In Tostedt ist in der Poststraße der Neubau einer vierzügigen Grundschule geplant. Auf der Basis der Planungen wurden die auf dieser Seite dargestellten Visualisierungen erstellt*. Es wird deutlich, dass der wertvolle Baumbestand weitgehend zerstörrt werden würde.
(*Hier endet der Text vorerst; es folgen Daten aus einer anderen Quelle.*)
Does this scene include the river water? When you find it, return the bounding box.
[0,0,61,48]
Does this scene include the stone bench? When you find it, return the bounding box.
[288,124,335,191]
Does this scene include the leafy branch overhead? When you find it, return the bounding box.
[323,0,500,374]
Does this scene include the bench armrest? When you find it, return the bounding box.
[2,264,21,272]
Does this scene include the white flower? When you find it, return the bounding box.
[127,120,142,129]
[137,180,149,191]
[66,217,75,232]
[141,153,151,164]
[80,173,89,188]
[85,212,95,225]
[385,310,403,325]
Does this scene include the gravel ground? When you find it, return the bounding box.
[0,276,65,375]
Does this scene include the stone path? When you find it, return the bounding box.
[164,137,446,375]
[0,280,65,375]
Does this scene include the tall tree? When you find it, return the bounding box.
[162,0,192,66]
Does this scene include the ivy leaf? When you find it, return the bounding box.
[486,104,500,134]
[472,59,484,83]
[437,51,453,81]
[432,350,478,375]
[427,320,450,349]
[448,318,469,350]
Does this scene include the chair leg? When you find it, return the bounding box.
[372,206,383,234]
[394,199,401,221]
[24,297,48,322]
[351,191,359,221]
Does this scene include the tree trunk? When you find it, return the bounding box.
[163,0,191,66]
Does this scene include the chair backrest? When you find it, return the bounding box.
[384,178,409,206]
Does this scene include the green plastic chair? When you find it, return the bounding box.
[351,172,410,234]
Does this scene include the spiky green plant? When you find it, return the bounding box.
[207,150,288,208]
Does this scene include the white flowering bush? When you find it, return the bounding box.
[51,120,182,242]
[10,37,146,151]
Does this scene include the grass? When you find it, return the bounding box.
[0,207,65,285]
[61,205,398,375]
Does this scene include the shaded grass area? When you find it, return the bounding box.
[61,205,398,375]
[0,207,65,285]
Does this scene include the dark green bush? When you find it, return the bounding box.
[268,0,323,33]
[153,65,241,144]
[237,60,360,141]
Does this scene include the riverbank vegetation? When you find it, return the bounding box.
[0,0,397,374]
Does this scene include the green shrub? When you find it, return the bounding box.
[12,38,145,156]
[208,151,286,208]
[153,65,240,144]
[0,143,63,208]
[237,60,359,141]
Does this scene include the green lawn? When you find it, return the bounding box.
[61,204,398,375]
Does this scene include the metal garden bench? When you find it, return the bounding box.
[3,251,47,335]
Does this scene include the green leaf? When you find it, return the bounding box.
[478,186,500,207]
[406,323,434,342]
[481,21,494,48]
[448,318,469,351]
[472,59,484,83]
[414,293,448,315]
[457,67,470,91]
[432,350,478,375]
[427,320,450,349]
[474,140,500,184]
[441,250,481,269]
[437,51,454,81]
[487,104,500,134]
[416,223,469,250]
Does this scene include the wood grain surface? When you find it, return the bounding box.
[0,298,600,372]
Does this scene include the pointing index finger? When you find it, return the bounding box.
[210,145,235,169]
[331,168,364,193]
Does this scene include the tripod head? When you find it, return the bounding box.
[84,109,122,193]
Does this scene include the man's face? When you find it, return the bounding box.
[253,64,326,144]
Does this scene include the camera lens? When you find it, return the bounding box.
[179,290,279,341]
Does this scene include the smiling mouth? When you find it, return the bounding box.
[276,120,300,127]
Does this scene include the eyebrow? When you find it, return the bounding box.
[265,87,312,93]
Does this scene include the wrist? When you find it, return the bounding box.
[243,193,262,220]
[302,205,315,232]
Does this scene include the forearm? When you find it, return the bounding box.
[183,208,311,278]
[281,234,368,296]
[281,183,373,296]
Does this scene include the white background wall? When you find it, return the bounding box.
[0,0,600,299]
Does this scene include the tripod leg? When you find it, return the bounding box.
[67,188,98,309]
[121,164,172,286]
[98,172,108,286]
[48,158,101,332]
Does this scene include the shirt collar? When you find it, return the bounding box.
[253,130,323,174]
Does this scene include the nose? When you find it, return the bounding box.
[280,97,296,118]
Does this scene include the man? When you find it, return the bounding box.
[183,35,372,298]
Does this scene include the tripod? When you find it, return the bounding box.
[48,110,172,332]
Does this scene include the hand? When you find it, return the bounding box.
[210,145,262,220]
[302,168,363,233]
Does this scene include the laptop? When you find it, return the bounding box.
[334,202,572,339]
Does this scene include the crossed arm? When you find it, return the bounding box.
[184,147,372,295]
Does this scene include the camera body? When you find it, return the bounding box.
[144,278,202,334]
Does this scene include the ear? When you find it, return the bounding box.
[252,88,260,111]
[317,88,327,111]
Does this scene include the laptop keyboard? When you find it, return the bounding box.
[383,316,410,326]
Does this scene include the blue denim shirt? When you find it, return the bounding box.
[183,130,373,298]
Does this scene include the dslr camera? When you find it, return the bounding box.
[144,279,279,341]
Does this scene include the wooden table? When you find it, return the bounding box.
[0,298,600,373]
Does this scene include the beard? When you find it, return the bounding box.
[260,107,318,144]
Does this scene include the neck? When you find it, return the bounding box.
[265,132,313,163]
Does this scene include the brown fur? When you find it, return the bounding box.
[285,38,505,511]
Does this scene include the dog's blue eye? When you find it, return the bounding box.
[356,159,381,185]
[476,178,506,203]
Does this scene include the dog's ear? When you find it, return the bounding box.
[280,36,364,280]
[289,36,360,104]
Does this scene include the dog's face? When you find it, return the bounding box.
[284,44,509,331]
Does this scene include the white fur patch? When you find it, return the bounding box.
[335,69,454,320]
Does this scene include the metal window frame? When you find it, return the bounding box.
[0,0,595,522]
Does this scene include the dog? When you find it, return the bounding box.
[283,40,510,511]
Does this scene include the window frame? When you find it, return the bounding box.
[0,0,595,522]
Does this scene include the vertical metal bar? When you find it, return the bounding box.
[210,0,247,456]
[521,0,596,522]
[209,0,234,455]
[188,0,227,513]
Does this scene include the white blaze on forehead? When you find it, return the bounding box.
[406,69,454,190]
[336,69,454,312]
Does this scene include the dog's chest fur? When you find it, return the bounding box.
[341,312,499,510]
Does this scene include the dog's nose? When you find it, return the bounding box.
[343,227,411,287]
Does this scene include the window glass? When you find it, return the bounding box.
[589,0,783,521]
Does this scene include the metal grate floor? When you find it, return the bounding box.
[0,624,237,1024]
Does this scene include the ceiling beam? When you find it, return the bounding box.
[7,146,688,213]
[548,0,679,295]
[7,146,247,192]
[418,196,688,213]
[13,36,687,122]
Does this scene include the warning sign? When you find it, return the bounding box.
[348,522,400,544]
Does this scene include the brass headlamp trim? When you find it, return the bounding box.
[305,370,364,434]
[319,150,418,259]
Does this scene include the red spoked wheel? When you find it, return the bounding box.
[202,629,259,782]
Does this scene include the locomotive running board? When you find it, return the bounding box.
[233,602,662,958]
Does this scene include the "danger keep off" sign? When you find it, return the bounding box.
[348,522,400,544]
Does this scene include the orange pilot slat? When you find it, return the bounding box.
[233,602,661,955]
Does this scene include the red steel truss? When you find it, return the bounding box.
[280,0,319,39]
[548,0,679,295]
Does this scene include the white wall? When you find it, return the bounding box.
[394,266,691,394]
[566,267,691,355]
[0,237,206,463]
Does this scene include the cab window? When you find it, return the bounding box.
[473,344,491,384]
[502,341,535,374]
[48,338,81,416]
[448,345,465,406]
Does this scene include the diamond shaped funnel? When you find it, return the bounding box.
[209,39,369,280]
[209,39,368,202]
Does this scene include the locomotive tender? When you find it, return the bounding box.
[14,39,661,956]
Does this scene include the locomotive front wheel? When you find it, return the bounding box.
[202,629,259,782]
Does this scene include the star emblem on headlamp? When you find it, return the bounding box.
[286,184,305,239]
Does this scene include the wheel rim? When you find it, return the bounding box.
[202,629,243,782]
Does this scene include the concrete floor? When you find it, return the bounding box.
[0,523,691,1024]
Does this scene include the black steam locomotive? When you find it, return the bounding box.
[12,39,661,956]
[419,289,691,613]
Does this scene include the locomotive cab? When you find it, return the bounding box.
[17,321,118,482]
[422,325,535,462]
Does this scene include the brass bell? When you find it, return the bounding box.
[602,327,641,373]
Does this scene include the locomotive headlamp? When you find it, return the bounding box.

Die Klassenräume würden in der Zukunft direkt an der Poststraße bzw. der neuen Stichstraße zwischen dem Kindergarten (oben links im Bild) und der Schule liegen.

Die jetzige Grundschule an der Poststraße ist in einem sehr schlechten baulichen Zustand, daher ist unstrittig, dass hier möglichst schnell etwas geschehen muss.
Der geplante Neubau einer Grundschule direkt an der Poststraße bzw. an der neuen Stichstraße ist aber eine sehr schlechte Lösung:

  • Durch die Platzierung der Schule direkt an den Straßen würde die Verkehrssituation sehr eingeengt, so dass mit erheblichen Verkehrsproblemen zu rechnen ist und der Verkehr ein erhebliches Gefährdungspotenzial für die Schulkinder darstellt.
  • Die Schüler würden nicht mehr "im Grünen" lernen, sondern ihre Klassenräume würden direkt an der Straße liegen.
  • Während der Bauphase würde teilweise direkt vor den Klassenräumen gebaut. Es ist mit erheblichen Beeinträchtigungen für die Kinder zu rechnen.
  • Der Kindergarten würde durch die Stichstraße vom Schulgelände getrennt. Eine Erweiterung der sehr kleinen Außenspielfläche des Kindergartens würde daher nicht mehr möglich sein.
  • Die Planung ist überdimensioniert und daher mit 5,5 Mio. € auch erheblich zu teuer. Über 10 Jahre sind die relevanten Geburtenzahlen um etwa 37% gesunken. Daher sehen auch der Landkreis und die Schulbehörde in Lüneburg, dass selbst bei einer Schließung der Grundschule in der Diekhofstraße nur ein Bedarf für eine drei- und nicht wie geplant für eine vierzügige Schule besteht.
  • Der Landkreis beabsichtigt die beiden Realschulen in Tostedt zusammenzulegen. Die im letzten Jahr für 750.000,- Euro sanierten Räume der Töste Realschule, die sich auf dem gleichen Gelände wie die Grundschule befinden, würden dann leer stehen. Hierdurch eröffnet sich eine neue Perspektive für die Grundschule, die dringend geprüft werden sollte. Bei der Prüfung dieser Alternative sollten die Lehrer und die Eltern von Anfang an mit einbezogen werden.

Begründung mit Umweltbericht zum Bebauungsplan (Dies sind die detaillierten Unterlagen und es lässt sich auch erkennen, welche Bäume gefällt werden sollen.)

 

* Die Visualisierungen wurden von Nadine Prigge (Innenarchitektin) aus Tostedt erstellt. Die Visualisierungen sind von vorhandenen Daten wie dem Lageplan (Stand 24.11.2010) und den Grundrissen (Stand 08.02.2010) abgeleitet worden. Die Darstellung entspricht nicht 100-prozentig der Planung (Materialität, Fensterhöhen, usw.) des Architekturbüros.Auf der gegenüberliegenden Straßenseite der Schule befinden sich Straßenbäume. Diese wurden bei der Visualisierung außen vor gelassen, um einen ungehinderten Blick auf das Schulgelände zu erhalten.